На следующее собрание Петрищев уже не явился и кассы от "заболевшего" Боровитинова не принял. Деньги перешли к Алымову.
Он пересчитал их и заявил, честно глядя правде в глаза:
– Осталось сто восемнадцать. Так дальше не пойдет, господа! Отложим сразу полсотни, чтобы не истратить, и даже брать их с собою не будем. А остальные…
– Теперь, – взбодрился Отребухов, – только "Дивертисмент" остался. Ладно уж, как-нибудь. Соляночку закажем. Коньячком согрешим по бедности нашей!
И – поехали. Соляночкой не ограничились, послали на вокзал за устрицами. Об искусстве в этот вечер уже старались не говорить.
– Ну его к бесу! Не дай-то бог…
– А коньячок – гадость, – жаловался Алымов. – Да и ладно. Перегорит до завтра. Дышать буду от жены к стенке…
Назавтра пришли в комитет только двое – Отребухов и Василий Иванович Куцый (дворянство последнего доказано не было и шестнадцатый год разбиралось в герольдии).
Отребухов пересчитал кассу.
– Ну что, Василий Иванович? – спросил он мрачно после похмелья. – Куда мы с тобою двинем?
– А много ли там? – полюбопытствовал Куцый.
– Да вот… С четвертную будет!
Куцый крепко задумался.
– Ежели, скажем, дворника послать? – предложил он.
– На предмет чего?
– Да он полсобаки из трактира притащит.
– И то дело, – согласился Отребухов. – У меня как раз огурчики есть. Пикулечки с укропцем… Не пропадать же нам в одиночестве!

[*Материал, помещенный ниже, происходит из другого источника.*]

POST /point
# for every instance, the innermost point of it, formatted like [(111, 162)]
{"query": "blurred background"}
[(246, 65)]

Дворник слетал мигом. Полсобаки распили, послали еще за половиною. Дворника угостили тоже. Он был парень на ногу легкий: так и летал, так и порхал всю ночь от дома Отребухова до трактира.
Василий Иванович Куцый даже к жене не пошел – здесь же и выспался.
Наутро он проснулся, показал остатние семь рублей и два рубля тут же отбавил.
– Это на пиво, – сказал он. – Ничто так не споспешествует облегчению, как пиво.
Разбудили дворника и послали его за пивом.
– Как быть-то? – спросил Отребухов, сдувая пену. – Нехорошо получается… Это все князь Тенишев начал!